Dans un arrêt du 18 mars 2015, la Cour de cassation pose pour principe que, à défaut d’accord collectif prévoyant une indemnisation, l’absence de prise des jours de repos au titre de la réduction du temps de travail n’ouvre droit à une indemnité que si cette situation est imputable à l’employeur.
I. Absence de disposition légale ou réglementaire venant préciser le sort des jours de RTT acquis mais non-pris
Quid des JRTT non-pris soit avant la fin de la période de référence, soit dans l’hypothèse d’une rupture du contrat de travail ? Telle est la question qui, jusqu’à présent, n’était pas régie par des dispositions légales ou règlementaires spécifiques.
Seule la question du bénéfice et du paiement des JRTT acquis pendant un préavis dispensé avait pour l’heure été tranchée par la jurisprudence. En effet, à ce sujet, il est constant que « l’employeur ne peut priver le salarié du bénéfice des jours de RTT auxquels celui-ci aurait pu prétendre s’il avait travaillé durant le préavis » (Cass. Soc. 17 avril 2013, 11-29.010 ; Cass. Soc. 8 avril 2009, 07-44.068).
Mais qu’en est-il lorsque l’accord portant réduction et aménagement du temps de travail ne prévoit aucune modalité particulière de prise de JRTT ? Tel est l’apport de l’arrêt du 18 mars dernier.
II. Nouvelle construction jurisprudentielle : l’indemnisation des jours de RTT non pris n’est pas systématique
À l’occasion d’une affaire tranchée le 18 mars 2015, la Cour de cassation prend pour la première fois position sur la question, en plaçant l’accord collectif au cœur du débat.
L’affaire concerne un salarié licencié pour motif personnel le 12 décembre 2008, avec dispense d’exécution du préavis.

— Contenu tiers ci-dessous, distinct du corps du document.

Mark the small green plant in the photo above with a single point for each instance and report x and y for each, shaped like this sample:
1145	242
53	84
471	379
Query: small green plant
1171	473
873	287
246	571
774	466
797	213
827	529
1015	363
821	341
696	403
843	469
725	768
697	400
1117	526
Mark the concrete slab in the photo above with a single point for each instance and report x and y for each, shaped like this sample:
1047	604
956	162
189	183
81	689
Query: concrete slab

À l’occasion de la contestation de la cause réelle et sérieuse de son licenciement, il réclamait le paiement de 13 jours de RTT non pris.

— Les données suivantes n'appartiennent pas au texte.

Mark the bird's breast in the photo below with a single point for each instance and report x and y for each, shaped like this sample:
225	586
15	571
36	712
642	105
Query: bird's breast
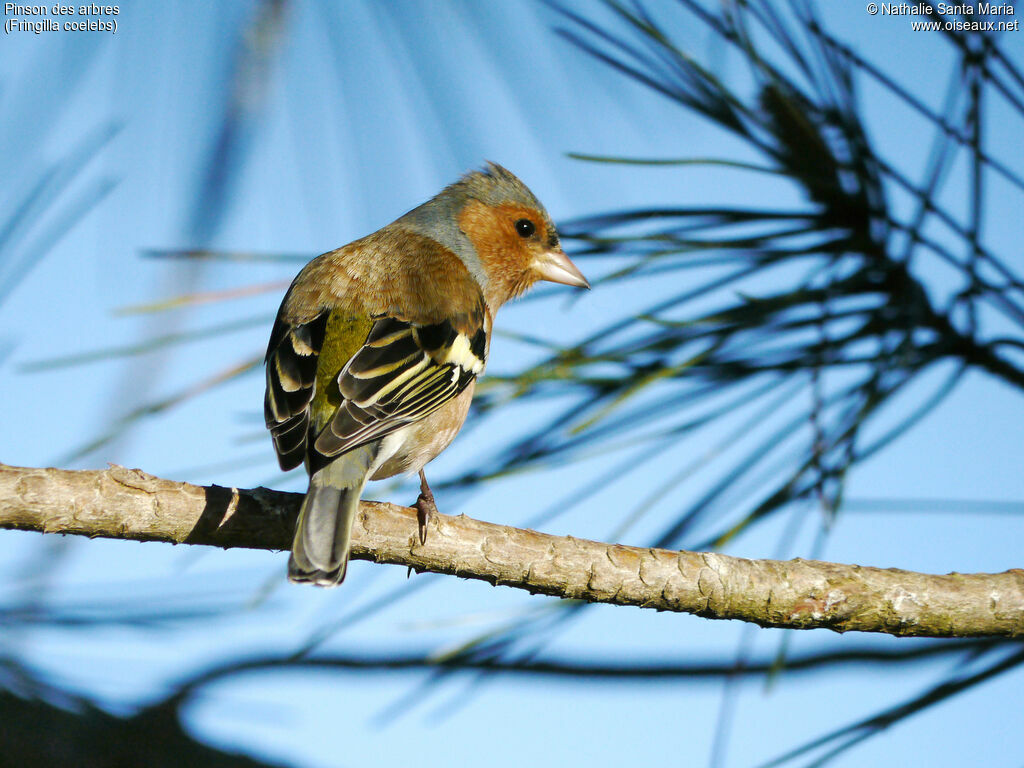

Pour sa défense, l’employeur faisait valoir que l’accord de réduction du temps de travail en vigueur au sein de la Société et antérieur à la loi du 20 août 2008, ne prévoyait pas le paiement des jours de RTT non pris.
La cour d’appel de Paris a toutefois accueilli l’ensemble des demandes du salarié en estimant que « tout salarié a droit à une indemnité compensatrice correspondant aux jours non pris ».
S’agissant des jours de RTT, pour lesquels il n’existe aucune disposition législative ou réglementaire comparable, la Cour de cassation a préféré adopter une position plus nuancée, qui l’a conduite ici à annuler la condamnation prononcée en appel.
L’arrêt du 18 mars 2015 pose le principe suivant :
« A défaut d’un accord collectif prévoyant une indemnisation, l’absence de prise des jours de repos au titre de la réduction du temps de travail n’ouvre droit à une indemnité que si cette situation est imputable à l’employeur ».
Reprochant aux juges d’appel de ne pas avoir vérifié « que tel était le cas », la Haute juridiction a annulé la condamnation au paiement des 13 jours de RTT, tout en renvoyant les parties devant la cour d’appel, qui devra cette fois se prononcer sur l’imputabilité de l’absence de prise des jours de RTT, à défaut de précision dans l’accord collectif.
Concrètement,
Si l’accord ne se prononce pas sur le sort des jours de RTT acquis en cas de rupture du contrat, dans ce cas, le salarié ne pourra en revendiquer le paiement que si l’absence de prise des jours de RTT est « imputable à l’employeur ».
En clair, si le salarié était parfaitement informé du nombre de jours acquis et que l’organisation du travail lui permettait de les poser en cours d’année ou durant la période de préavis, les jours non pris seront définitivement perdus et non indemnisés.
S’il est démontré, en revanche, que l’employeur n’a pas mis le salarié en mesure de prendre l’ensemble de ses repos, une indemnité pourra être accordée par le juge. Dans le cas d’une dispense de préavis décidée par l’employeur, on peut supposer que le défaut de prise des jours de RTT lui sera a priori imputé. Il semble donc plus prudent de les indemniser.
En conclusion, le salarié doit percevoir une indemnité compensatrice si l’accord d’aménagement et de réduction du temps de travail l’a prévu.
Dans le cas contraire, les jours de RTT non pris dans le délai sont perdus, à moins d’établir que l’employeur n’a pas mis le salarié en mesure de les poser.